Working as a recap and as a call to arms to continue fighting, “The Women’s March: January 21, 2017” by Rochelle Jewel Shapiro “stitch[es] / together a coalition of citizenry,” those of us who are disabled, who are not, who wear a hadjib, a sheitel, a pink-eared wool hat, and men as well, all coming together to be indivisible as we and Shapiro ask, “Who among us can settle for a walled heart?” We can’t, but we can fight back with our words and with others at our sides.
In fiction, Joshua Shapiro’s “Shells” gives us the perfect amount of words. As the main character searches for conch shells for Elf, his daughter, we are given just hints and glimpses of a feeling of unrest, which he finally, briefly reveals later in the piece. For the majority of the story, though, we don’t know what’s going on—sickness, death, a custody battle—but we don’t have to, just like the woman who meets him and helps him search for seashells doesn’t have to know. She wants to help regardless and it’s what she doesn’t say that ends up helping the man: “Then she does a sympathetic thing, exactly what he needs at the very moment he needs it. She leaves.”
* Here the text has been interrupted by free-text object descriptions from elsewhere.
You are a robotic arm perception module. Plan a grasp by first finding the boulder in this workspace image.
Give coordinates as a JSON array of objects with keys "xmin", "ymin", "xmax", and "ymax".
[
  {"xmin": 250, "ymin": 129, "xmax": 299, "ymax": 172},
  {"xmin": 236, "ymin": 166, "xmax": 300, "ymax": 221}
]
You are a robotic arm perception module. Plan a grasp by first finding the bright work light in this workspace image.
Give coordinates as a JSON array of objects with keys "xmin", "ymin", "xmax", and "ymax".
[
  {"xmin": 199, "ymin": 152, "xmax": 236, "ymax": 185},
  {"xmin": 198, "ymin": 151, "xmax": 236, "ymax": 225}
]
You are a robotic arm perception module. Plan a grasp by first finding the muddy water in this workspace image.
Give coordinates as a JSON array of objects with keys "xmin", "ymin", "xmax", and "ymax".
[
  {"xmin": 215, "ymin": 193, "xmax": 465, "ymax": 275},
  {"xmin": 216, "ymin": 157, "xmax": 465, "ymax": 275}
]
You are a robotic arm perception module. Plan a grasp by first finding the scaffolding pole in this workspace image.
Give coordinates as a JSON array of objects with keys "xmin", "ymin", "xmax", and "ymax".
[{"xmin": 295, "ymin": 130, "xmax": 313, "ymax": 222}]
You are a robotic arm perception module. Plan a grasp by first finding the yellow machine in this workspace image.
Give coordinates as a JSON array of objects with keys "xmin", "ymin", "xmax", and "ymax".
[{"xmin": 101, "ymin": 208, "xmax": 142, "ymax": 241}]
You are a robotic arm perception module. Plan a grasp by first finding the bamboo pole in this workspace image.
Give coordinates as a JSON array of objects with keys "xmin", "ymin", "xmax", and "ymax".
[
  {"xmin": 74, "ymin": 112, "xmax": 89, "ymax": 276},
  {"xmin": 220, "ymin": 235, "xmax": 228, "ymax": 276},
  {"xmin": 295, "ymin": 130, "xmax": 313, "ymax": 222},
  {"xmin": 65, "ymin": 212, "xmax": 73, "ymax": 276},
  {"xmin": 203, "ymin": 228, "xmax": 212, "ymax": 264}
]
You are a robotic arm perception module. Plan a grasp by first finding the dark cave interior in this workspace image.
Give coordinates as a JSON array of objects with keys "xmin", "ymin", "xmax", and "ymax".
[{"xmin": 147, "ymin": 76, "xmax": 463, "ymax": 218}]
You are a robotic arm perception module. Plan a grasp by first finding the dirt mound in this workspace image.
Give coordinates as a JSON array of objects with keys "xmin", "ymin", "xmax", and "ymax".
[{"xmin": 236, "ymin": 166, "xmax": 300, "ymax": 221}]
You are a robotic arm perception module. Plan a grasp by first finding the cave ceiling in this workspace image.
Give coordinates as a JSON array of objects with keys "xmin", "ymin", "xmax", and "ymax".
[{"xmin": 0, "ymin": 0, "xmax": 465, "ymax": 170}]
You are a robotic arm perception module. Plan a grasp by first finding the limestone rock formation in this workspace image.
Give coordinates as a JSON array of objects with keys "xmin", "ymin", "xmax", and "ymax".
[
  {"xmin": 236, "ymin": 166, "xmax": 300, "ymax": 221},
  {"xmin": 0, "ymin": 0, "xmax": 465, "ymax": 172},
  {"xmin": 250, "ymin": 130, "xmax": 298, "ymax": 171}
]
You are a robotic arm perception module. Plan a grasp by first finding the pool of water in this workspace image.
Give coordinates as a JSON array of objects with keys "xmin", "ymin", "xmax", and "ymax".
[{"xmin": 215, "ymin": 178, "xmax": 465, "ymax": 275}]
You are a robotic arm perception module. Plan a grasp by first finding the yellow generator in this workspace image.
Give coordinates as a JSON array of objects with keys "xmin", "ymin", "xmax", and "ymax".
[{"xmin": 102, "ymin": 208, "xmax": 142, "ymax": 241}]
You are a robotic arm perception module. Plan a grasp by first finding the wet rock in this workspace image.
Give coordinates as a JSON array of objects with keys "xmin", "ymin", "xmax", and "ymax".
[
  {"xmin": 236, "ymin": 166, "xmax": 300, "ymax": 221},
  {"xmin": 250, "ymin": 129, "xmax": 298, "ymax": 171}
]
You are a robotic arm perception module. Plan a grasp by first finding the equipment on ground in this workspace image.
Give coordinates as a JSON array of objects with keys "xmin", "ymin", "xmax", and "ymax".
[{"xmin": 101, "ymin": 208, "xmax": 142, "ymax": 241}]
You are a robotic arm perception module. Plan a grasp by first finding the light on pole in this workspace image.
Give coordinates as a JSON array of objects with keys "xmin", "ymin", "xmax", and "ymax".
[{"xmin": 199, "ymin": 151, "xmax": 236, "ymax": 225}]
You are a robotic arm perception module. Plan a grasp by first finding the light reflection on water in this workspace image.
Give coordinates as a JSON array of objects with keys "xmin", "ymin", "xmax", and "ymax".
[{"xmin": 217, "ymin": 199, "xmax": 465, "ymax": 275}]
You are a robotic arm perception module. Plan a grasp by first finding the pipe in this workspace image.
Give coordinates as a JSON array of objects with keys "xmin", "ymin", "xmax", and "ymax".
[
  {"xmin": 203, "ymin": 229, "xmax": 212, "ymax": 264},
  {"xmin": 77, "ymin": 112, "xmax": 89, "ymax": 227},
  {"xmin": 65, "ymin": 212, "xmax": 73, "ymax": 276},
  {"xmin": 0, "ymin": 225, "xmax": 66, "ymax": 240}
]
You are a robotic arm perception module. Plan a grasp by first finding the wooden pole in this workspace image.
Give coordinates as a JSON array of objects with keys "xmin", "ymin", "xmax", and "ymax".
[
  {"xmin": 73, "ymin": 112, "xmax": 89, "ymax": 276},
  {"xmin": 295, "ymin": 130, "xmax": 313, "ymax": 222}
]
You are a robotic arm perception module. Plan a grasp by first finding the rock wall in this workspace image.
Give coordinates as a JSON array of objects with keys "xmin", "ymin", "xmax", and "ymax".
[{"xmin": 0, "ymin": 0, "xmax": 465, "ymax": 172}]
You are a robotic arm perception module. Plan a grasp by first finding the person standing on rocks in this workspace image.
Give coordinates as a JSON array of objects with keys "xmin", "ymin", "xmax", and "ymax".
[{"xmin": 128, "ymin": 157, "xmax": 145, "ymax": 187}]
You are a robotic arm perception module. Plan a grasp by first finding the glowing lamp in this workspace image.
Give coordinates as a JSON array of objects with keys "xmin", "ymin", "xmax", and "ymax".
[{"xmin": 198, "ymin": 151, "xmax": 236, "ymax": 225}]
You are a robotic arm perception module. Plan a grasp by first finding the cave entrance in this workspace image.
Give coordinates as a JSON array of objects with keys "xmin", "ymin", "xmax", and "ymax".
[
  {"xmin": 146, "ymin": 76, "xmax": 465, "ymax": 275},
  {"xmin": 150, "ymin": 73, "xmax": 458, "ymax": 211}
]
While the fiction and poetry are enjoyable, the nonfiction “Our Stories” section really won my heart this issue. In “Unclaimed” Toti O’Brien reels readers in with the very first line: “When the ambulance picked up my son at the skate park I did not hear the sirens, of course. I was miles away.” What follows is the almost panic-inducing story of O’Brien’s son experiencing extreme pain that O’Brien desperately wishes she can take away. As readers, we feel as helpless as she does while she tries to learn what’s going on and how to fix it. It’s her own pain that ends up grounding her later, a strong ending to bookend the piece’s strong beginning as it leaves readers with something to think about.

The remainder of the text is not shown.